Purpose: To evaluate the efficacy of vitrectomy and gas tamponade, without laser photocoagulation to the margin of the optic nerve, for the treatment of macular detachment associated with an optic disc pit.
Design: Noncomparative interventional case series.
Participants: Eleven consecutive patients (8-47 years of age) who presented with unilateral macular detachment associated with an optic disc pit.
Intervention: Pars plana vitrectomy, induction of posterior vitreous detachment (PVD), and gas tamponade were performed, with postoperative facedown positioning for 1 week. The presence of a double-layer detachment consisting of an inner layer separation and an outer layer detachment was observed in 10 of 11 eyes either preoperatively or postoperatively. Patients were observed for 10 to 98 months (mean, 47) after surgery.
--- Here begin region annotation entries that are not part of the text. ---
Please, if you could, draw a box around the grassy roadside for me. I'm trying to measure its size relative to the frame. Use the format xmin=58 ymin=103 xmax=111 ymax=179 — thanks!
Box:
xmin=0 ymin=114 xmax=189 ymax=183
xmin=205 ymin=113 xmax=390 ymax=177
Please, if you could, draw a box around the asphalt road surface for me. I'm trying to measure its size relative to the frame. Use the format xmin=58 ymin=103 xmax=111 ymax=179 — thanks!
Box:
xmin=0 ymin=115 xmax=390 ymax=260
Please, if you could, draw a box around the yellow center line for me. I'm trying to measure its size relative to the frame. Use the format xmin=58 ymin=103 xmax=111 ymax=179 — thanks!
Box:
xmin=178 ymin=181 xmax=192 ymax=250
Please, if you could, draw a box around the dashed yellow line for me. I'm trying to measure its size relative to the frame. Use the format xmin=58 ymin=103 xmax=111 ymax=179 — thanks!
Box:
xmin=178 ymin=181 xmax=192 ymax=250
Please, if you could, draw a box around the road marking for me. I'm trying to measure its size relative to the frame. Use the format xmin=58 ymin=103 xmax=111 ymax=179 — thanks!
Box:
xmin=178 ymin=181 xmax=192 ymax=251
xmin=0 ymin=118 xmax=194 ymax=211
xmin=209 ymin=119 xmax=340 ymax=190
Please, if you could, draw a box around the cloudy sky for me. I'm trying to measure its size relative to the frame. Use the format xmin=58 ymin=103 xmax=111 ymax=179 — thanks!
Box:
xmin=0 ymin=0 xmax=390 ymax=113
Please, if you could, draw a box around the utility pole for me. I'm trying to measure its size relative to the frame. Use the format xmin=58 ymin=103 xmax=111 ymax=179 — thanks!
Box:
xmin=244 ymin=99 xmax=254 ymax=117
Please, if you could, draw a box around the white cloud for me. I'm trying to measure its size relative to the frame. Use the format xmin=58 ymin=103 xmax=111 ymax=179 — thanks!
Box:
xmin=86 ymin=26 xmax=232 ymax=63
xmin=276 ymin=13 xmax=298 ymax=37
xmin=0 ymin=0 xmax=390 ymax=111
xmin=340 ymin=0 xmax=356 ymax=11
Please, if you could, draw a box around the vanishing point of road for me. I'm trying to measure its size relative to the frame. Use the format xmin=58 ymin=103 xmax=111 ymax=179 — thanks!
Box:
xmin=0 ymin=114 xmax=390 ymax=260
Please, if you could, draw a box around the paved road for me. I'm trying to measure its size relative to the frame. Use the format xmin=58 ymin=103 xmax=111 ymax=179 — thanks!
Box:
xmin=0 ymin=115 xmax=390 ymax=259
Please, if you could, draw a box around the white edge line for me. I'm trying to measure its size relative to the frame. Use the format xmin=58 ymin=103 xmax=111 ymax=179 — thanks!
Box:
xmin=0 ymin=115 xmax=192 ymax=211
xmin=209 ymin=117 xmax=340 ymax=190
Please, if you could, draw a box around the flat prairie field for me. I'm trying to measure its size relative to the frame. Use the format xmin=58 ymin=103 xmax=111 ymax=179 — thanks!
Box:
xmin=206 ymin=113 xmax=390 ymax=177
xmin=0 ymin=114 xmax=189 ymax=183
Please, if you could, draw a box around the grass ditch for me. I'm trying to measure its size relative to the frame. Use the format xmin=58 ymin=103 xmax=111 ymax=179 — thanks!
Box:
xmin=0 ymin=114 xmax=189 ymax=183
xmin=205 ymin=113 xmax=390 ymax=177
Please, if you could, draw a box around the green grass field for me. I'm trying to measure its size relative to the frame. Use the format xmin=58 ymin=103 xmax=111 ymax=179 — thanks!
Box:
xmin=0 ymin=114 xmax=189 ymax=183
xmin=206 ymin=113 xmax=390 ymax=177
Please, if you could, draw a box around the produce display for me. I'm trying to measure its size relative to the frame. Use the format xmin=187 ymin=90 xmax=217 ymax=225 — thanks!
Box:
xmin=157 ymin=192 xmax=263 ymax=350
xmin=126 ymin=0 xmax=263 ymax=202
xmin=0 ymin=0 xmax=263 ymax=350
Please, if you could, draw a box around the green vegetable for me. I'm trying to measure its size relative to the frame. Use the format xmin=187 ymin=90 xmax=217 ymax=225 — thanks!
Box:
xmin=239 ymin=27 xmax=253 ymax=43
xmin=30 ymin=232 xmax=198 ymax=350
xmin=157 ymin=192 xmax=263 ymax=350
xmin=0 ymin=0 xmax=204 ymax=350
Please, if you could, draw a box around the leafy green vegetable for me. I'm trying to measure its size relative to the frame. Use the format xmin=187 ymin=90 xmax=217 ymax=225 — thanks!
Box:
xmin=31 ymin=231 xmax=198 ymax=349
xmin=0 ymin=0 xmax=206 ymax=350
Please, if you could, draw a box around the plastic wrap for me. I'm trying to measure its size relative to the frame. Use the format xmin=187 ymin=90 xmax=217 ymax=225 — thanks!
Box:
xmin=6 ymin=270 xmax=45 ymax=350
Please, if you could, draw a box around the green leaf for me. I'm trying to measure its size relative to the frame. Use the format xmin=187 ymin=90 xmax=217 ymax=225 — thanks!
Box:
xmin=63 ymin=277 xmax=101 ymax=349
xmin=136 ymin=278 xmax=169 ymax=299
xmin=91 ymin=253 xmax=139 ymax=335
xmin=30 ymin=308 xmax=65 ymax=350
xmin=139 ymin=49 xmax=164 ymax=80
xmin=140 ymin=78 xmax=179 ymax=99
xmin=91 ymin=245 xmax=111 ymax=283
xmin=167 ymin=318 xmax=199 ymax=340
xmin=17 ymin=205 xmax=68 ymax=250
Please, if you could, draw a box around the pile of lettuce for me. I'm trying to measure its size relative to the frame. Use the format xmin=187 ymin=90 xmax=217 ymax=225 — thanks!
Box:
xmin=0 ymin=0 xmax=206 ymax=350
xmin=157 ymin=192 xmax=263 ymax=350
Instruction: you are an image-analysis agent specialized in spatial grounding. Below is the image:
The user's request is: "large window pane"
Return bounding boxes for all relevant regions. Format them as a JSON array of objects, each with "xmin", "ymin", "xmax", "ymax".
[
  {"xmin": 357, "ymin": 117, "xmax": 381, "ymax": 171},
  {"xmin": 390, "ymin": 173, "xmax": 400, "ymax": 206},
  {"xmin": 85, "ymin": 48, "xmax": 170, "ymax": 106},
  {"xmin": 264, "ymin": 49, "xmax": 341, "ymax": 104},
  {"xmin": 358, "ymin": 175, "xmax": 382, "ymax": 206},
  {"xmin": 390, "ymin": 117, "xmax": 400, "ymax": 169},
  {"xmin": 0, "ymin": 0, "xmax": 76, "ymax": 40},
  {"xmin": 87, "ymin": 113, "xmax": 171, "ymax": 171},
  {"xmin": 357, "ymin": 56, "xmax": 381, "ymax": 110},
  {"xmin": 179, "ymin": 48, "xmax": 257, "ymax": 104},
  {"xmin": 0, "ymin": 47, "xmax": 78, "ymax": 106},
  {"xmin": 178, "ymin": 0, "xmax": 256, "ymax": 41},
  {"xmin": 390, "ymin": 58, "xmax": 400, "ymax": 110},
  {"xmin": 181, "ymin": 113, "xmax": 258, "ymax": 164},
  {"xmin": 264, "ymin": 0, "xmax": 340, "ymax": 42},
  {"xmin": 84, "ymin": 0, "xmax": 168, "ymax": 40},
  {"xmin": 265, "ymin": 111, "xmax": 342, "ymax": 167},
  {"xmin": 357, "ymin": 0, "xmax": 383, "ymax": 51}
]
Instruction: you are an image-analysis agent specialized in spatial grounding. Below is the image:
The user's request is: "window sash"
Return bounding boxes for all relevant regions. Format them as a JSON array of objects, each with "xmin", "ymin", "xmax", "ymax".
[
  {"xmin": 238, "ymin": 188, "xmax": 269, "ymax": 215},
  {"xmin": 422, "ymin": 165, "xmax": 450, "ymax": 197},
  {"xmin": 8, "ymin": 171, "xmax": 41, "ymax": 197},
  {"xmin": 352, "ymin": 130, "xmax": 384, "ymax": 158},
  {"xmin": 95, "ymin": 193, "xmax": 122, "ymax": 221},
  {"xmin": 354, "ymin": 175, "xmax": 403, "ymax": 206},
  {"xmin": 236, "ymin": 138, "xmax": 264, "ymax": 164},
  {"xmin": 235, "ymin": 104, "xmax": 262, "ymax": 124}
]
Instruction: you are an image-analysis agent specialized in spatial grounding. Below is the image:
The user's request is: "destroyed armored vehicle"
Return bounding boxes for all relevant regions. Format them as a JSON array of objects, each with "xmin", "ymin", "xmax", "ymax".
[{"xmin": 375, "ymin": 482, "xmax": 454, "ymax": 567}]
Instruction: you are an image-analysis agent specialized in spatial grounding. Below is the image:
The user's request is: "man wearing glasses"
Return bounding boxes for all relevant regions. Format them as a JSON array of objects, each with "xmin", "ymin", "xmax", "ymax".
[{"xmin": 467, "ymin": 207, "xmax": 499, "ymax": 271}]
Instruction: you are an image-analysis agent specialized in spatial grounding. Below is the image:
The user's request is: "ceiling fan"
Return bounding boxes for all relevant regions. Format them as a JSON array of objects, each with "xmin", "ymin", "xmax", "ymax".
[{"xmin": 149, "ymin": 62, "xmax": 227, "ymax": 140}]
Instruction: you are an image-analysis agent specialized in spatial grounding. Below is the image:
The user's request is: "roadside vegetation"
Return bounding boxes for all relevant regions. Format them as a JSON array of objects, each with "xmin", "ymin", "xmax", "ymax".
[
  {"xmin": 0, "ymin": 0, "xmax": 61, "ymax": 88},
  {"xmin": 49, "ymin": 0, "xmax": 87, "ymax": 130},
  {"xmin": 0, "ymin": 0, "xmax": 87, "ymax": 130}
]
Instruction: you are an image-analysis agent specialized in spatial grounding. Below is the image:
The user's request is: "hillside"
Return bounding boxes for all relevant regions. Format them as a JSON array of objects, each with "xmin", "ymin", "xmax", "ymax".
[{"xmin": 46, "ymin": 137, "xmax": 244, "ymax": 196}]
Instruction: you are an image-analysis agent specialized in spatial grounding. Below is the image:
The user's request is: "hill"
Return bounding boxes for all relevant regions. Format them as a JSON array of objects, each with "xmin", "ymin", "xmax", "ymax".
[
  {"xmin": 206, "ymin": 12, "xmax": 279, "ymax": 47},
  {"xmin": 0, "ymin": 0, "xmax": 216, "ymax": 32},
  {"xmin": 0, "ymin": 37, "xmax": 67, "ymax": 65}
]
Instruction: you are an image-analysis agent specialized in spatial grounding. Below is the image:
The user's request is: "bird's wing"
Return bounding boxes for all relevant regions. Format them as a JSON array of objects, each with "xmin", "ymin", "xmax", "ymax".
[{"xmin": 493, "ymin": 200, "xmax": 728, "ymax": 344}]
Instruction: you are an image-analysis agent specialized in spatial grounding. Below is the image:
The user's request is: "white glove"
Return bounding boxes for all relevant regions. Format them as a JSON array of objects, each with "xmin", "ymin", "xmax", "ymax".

Main outcome measures: Anatomic outcome and visual acuity were retrospectively analyzed for all eyes. Optical coherence tomography was used to observe anatomic changes in the macula in some eyes.
Results: Complete retinal reattachment was achieved in 10 of 11 eyes, although these eyes required nearly 1 year to reach this state. The one eye with persistent retinal detachment was observed to have a marked reduction of the detachment by 10 months postoperatively. No recurrences were observed. Visual acuity improvement was documented in 7 of 11 eyes.
Conclusions: These results suggest that vitrectomy with induction of PVD and gas tamponade, without additional laser treatment, is successful in reattaching the macula and improving central vision in most patients with optic disc pit maculopathy.